Cara Thorpe now would stand in no one’s shadow, he thought suddenly. Not in looks, demeanor, or personality. She—The ring of his cell interrupted his thoughts. He hit the button on the hands-free system built into the controls of the Lexus.
“Taggert.”
“Smallest village in the county. No sheriff’s substation. Two restaurants, one twenty-room motel, some touristy stuff. Post Office in the back of the general store. Same person running it for thirty years. Anson Woodruff. Town gossip. He’s there now.”
Gabe stifled a grin at St. John’s clipped, concise report, and at Cara’s bemused expression as the man’s brusque voice sounded in the car.
“Thank you,” he said.
“More?”
“Not yet. I’ll let you know.”
The click was audible as the connection was severed.
“I gather that was…the machine gun?” Cara said.
“It was.”
“I see what you mean. He’s always like that?”
“I don’t know for sure. This is the first time I’ve dealt with him at any length on the phone.”
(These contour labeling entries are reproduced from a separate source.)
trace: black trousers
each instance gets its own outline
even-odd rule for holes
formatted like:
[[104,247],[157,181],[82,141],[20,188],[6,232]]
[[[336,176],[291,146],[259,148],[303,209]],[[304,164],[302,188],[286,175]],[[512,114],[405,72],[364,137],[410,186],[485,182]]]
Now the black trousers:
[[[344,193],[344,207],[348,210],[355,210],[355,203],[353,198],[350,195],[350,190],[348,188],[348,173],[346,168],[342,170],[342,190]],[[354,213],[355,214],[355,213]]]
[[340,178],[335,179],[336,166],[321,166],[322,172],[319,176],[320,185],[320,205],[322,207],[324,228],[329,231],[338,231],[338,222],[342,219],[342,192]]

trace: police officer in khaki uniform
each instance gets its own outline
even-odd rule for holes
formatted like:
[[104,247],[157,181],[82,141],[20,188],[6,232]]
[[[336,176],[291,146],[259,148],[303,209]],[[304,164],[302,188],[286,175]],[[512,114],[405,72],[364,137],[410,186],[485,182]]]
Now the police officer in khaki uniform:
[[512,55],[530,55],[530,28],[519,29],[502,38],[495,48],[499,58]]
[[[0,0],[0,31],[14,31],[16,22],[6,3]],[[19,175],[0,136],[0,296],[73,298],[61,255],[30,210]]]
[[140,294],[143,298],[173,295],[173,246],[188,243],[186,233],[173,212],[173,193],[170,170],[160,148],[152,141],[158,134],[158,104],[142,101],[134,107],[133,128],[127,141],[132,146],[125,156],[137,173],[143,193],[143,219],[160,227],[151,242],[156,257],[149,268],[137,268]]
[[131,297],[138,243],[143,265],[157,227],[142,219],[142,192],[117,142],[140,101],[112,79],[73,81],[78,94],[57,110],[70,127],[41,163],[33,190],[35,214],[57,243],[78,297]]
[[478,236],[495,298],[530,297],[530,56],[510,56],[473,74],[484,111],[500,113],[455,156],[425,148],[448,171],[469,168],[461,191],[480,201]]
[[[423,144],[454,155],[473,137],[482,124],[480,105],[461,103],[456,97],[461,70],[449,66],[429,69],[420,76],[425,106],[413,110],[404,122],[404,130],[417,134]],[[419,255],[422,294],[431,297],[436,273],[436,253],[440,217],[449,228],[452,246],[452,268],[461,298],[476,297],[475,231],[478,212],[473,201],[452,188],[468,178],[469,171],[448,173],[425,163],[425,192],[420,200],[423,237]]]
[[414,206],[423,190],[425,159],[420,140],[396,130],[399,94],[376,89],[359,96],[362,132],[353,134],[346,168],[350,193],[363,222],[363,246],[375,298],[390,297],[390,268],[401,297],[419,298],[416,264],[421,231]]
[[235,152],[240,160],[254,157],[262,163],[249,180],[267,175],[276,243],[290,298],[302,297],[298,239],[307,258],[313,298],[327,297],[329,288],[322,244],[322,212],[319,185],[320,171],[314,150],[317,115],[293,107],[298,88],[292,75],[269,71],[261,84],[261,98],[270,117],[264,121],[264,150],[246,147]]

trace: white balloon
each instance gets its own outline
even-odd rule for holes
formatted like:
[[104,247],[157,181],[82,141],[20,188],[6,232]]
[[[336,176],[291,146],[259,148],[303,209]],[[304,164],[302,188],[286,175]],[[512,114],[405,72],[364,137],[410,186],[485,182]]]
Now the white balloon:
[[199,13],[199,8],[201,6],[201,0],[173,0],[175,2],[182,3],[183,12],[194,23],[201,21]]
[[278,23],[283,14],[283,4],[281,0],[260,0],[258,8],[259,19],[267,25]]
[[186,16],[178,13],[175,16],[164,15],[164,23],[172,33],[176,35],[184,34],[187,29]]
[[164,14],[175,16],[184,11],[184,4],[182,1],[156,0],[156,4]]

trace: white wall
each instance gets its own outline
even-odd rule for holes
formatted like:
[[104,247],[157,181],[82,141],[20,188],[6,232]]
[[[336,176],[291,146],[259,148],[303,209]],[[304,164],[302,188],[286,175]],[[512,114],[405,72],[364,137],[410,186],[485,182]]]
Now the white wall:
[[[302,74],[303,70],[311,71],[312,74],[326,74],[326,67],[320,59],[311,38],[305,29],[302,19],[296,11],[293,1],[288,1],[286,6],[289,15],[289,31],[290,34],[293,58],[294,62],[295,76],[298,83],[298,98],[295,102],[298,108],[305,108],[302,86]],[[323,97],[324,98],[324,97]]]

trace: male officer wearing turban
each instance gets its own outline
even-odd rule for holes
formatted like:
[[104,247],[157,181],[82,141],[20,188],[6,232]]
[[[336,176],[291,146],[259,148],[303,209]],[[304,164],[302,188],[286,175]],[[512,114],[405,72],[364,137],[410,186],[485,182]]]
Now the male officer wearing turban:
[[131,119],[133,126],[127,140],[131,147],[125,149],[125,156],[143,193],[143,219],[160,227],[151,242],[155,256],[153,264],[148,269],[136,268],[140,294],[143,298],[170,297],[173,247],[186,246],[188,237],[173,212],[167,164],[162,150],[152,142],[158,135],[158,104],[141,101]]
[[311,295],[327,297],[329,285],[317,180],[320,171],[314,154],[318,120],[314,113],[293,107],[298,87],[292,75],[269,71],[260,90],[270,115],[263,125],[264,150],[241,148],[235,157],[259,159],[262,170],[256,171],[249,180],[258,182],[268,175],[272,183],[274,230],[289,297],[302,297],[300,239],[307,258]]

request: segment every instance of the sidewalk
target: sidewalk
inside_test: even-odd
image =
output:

“Surely he’s not like that in person?”
“No, he’s mostly silent,” Gabe said, still grinning. “At least, he has been the few times I’ve met him. He’s got quite the reputation for being a man of no words. So when he does talk, you’d best listen.”
“He seemed…efficient in the extreme.”
“That’s the other part of the reputation,” Gabe said. “Josh says if you ever hear him talking normally, look out. That’s when he’s the most dangerous.”
“Dangerous? Odd word for a business executive, isn’t it?”
“Not when you meet him.”
She seemed to ponder this for a moment. But when she spoke again, it was about their destination.
“We start with Anson Woodruff?” she asked.
“Seems the most logical. Let’s hope he has a good memory.”
Cara smiled. “In my admittedly limited small-town experience, it seems town gossips usually do.”
He laughed, and even as he did he marveled a little that he could, given the mission they were on.
And it was a mission, he couldn’t deny that. That he was on it with the most unlikely of people didn’t change that.
No matter how much Cara Thorpe had changed.